On April 17, 2026, the OCC, Federal Reserve, and FDIC issued updated interagency Model Risk Management (MRM) guidance, formally rescinding prior guidance dating back to SR 11-7 and related agency issuances. For many community banks, the announcement raised a familiar concern: Does this mean new requirements, more validation, or expanded examiner expectations?
The short answer is no. In fact, much of the updated guidance is intended to reset expectations, particularly for community banks, and to reaffirm a risk based, proportionate approach that had often been lost in practice.
Why the Agencies Updated the Guidance
The agencies point to several developments since the original 2011 guidance:
- Increased reliance on models across banking activities
- Greater use of vendor provided tools
- Advances in analytics and non-generative AI
- Ongoing supervisory experience and industry feedback
Importantly, the update is framed as a clarification and modernization, not a rulemaking. The guidance explicitly states it does not establish enforceable standards or prescriptive requirements, and noncompliance alone will not result in supervisory criticism.
Applicability to Community Banks
Although the guidance technically applies to all banks, the agencies are explicit about where it is expected to be most relevant:
- Primarily institutions over $30 billion in total assets
- Community banks only where model risk is significant due to complexity, volume, or non-traditional activities
For most community banks, models remain limited in number and complexity, and existing internal governance and controls may already be sufficient. This point is reinforced repeatedly across the interagency guidance and the OCC’s companion issuances.
OCC’s Clarification: A Critical Message for Community Banks
Well before the April 2026 update, the OCC addressed a long-standing problem: misinterpretation of model risk guidance as prescriptive for community banks.
In its clarification bulletin, the OCC emphasized:
- Annual model validation is not required
- Validation frequency and scope should be risk based
- Examiners will not criticize banks solely for choosing less frequent or less extensive validation where reasonable
This clarification remains fully applicable under the revised guidance and is directly referenced by the OCC in its 2026 bulletin. In other words, the OCC is intentionally reining in over application of large bank MRM concepts to community institutions.
What’s Actually New in the 2026 Guidance
While much of the guidance will feel familiar, several areas deserve attention:
1. Reframed Definition of a “Model”
The guidance reiterates that a model refers to complex quantitative methods grounded in statistical, economic, or financial theory. It explicitly excludes:
- Simple spreadsheets
- Deterministic rule-based tools
- Software without quantitative theory underpinning
This clarification is particularly helpful for community banks concerned that every calculation tool might be swept into their model inventory.
2. Model Materiality as the Central Lens
Rather than focusing on labels, the guidance emphasizes model materiality, driven by:
- Model exposure (financial or business impact)
- Model purpose (regulatory, risk management, decision making)
- Inherent risk (assumptions, complexity, inputs)
Immaterial models may warrant limited oversight, while higher impact models require greater rigor—again reinforcing proportionality.
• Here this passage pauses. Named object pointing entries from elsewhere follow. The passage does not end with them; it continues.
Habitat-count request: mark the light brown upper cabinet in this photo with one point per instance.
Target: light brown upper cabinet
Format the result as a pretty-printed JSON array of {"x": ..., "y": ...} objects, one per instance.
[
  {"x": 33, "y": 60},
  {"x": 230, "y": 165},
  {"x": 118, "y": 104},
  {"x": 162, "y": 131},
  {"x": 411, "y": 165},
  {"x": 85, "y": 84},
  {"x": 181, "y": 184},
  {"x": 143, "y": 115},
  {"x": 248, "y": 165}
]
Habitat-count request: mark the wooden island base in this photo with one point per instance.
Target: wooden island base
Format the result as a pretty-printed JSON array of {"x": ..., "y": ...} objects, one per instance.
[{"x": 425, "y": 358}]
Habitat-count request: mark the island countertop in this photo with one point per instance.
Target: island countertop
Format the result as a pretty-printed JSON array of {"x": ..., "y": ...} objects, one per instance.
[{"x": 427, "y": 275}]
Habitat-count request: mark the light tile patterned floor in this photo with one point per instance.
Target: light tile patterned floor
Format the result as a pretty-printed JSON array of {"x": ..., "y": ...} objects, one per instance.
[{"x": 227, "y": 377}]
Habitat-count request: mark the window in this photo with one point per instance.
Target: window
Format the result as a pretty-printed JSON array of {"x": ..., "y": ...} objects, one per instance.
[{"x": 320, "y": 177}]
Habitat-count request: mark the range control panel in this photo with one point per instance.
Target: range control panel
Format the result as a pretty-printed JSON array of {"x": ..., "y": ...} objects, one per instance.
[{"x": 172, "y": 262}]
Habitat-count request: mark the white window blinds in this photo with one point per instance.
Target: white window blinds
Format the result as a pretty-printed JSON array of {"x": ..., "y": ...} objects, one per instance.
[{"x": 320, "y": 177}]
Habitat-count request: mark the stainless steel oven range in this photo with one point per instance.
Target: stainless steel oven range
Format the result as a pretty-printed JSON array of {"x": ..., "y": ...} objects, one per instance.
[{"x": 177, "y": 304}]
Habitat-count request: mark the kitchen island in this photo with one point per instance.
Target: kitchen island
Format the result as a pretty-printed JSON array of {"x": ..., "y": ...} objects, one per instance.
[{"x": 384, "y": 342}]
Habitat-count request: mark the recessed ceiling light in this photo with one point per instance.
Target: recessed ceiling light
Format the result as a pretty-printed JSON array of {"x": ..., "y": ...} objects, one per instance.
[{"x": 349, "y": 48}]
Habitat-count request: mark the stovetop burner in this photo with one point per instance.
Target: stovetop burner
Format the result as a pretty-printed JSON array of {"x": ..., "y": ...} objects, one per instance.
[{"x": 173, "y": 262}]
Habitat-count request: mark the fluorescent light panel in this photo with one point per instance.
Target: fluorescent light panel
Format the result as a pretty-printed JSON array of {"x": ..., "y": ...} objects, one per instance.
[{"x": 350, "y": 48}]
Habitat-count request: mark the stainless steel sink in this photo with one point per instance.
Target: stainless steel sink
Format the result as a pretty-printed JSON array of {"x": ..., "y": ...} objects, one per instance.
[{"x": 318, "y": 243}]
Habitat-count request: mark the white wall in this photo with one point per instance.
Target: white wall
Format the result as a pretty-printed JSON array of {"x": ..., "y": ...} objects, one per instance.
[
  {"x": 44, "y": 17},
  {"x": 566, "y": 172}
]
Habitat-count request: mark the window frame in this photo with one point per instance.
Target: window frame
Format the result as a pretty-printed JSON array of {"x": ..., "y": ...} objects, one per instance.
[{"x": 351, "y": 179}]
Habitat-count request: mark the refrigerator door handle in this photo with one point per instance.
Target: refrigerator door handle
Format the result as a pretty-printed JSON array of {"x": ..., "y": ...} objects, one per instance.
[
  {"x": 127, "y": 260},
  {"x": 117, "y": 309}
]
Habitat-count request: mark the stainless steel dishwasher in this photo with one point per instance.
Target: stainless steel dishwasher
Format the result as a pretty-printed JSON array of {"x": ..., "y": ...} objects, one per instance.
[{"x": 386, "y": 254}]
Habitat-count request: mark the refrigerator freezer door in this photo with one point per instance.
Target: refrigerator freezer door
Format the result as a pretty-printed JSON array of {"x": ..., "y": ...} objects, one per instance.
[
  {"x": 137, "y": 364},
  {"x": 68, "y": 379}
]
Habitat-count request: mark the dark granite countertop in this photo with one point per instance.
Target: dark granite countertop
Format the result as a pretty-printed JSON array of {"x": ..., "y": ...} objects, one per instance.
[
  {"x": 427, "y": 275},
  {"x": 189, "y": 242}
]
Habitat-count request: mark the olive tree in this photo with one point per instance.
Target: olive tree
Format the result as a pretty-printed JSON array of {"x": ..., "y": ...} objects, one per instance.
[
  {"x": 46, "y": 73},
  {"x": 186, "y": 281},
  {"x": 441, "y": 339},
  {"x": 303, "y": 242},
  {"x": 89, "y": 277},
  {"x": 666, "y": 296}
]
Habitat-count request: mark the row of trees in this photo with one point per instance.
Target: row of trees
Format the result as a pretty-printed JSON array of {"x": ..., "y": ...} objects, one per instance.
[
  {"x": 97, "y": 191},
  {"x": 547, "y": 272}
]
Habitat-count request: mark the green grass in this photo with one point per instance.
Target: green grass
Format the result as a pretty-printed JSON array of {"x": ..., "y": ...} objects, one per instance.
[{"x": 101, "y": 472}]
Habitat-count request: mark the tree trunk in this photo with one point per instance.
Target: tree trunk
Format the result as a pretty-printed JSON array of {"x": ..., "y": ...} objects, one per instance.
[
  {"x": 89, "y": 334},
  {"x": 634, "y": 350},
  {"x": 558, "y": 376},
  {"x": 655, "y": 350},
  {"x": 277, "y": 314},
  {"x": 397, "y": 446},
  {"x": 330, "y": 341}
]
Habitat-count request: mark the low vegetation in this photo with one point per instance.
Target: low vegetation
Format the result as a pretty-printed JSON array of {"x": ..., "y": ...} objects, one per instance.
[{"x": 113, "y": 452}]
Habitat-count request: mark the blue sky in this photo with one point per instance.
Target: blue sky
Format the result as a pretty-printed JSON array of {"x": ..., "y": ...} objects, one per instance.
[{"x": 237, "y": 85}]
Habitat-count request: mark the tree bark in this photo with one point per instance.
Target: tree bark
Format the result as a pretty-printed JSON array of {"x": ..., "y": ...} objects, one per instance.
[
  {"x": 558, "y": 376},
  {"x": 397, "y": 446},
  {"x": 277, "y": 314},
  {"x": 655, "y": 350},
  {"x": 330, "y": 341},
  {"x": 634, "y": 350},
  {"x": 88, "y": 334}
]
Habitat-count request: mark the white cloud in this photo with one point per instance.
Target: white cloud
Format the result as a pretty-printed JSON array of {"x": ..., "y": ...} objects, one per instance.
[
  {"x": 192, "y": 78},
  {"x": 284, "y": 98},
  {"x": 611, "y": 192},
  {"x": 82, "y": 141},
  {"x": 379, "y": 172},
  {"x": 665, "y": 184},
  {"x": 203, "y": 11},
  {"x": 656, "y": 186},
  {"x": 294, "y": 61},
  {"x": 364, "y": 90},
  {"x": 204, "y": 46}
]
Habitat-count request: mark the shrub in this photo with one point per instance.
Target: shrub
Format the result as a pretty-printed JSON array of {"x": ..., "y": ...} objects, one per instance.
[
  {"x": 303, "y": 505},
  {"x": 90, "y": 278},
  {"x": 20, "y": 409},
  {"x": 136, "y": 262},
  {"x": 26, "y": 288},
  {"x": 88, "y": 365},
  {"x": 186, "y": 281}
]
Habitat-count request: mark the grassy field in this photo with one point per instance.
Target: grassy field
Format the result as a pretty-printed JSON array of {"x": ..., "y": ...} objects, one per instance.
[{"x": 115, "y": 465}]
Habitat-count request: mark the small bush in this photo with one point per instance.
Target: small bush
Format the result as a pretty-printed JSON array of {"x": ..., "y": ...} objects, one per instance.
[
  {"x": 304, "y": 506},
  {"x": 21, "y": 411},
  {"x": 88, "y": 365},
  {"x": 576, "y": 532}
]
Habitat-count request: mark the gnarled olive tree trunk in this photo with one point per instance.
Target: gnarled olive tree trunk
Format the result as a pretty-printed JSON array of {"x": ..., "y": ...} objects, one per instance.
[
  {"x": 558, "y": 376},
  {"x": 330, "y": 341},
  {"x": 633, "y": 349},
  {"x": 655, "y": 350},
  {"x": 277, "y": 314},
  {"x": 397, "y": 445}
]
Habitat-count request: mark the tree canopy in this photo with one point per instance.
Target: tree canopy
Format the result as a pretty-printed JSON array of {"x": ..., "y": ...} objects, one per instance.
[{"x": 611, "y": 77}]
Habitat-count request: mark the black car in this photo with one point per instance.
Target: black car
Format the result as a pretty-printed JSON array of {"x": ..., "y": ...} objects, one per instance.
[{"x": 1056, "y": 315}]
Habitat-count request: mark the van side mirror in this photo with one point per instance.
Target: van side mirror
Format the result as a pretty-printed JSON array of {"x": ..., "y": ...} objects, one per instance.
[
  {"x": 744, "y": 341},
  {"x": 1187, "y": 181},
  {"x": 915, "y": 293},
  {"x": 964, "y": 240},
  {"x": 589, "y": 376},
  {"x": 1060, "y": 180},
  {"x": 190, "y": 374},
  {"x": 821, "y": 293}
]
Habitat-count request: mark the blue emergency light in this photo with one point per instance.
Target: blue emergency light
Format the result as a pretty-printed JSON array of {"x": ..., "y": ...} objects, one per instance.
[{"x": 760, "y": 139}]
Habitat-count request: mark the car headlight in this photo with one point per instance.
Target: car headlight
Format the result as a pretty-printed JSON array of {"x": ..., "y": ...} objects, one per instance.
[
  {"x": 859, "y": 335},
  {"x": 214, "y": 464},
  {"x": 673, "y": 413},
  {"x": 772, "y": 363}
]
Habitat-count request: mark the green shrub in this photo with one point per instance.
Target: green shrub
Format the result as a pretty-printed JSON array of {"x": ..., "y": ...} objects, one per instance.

3. Validation and Monitoring — Emphasis on Judgment
Validation remains a core element, but the guidance is clear:
- Rigor should match risk
- Timing and frequency vary by model
- Interim controls may be appropriate when validation is incomplete
- Outcomes analysis and monitoring are as important as point in time testing
For community banks, this supports targeted validation rather than full scope exercises for every model.
4. Vendor and Third-Party Models
The guidance acknowledges practical limitations with vendor models, including proprietary constraints. Banks are expected to:
- Understand model design and limitations
- Perform outcome analysis and monitoring
- Document and justify overlays or adjustments
What is not required is access to source code or full redevelopment of vendor models.
What About AI?
While the guidance discusses non-generative, non-agentic AI models, it explicitly states that generative and agentic AI are out of scope. The agencies note that future guidance or requests for information may address AI more fully, but for now, community banks should focus on applying existing risk management principles where relevant.
Practical Takeaways for Community Banks
For most community banks, the updated guidance should be viewed as an opportunity to right size, not rebuild, model risk management. Practical steps include:
- Confirming which tools truly meet the definition of a model
- Tiering models by materiality
- Reassessing validation frequency and scope based on actual risk
- Ensuring governance and documentation are clear and defensible
- Aligning practices with OCC’s explicit proportionality messaging
Perhaps most importantly, banks should feel empowered to exercise reasonable judgment, supported by documentation, rather than defaulting to large bank practices out of caution.
Bottom Line
The 2026 interagency update is less about raising the bar and more about resetting expectations. For community banks, it reinforces what regulators have been saying, now more clearly and consistently, for several years: model risk management should be commensurate with risk, not institution size.
Banks that take a measured, thoughtful approach aligned with their actual model usage are well positioned under the revised guidance.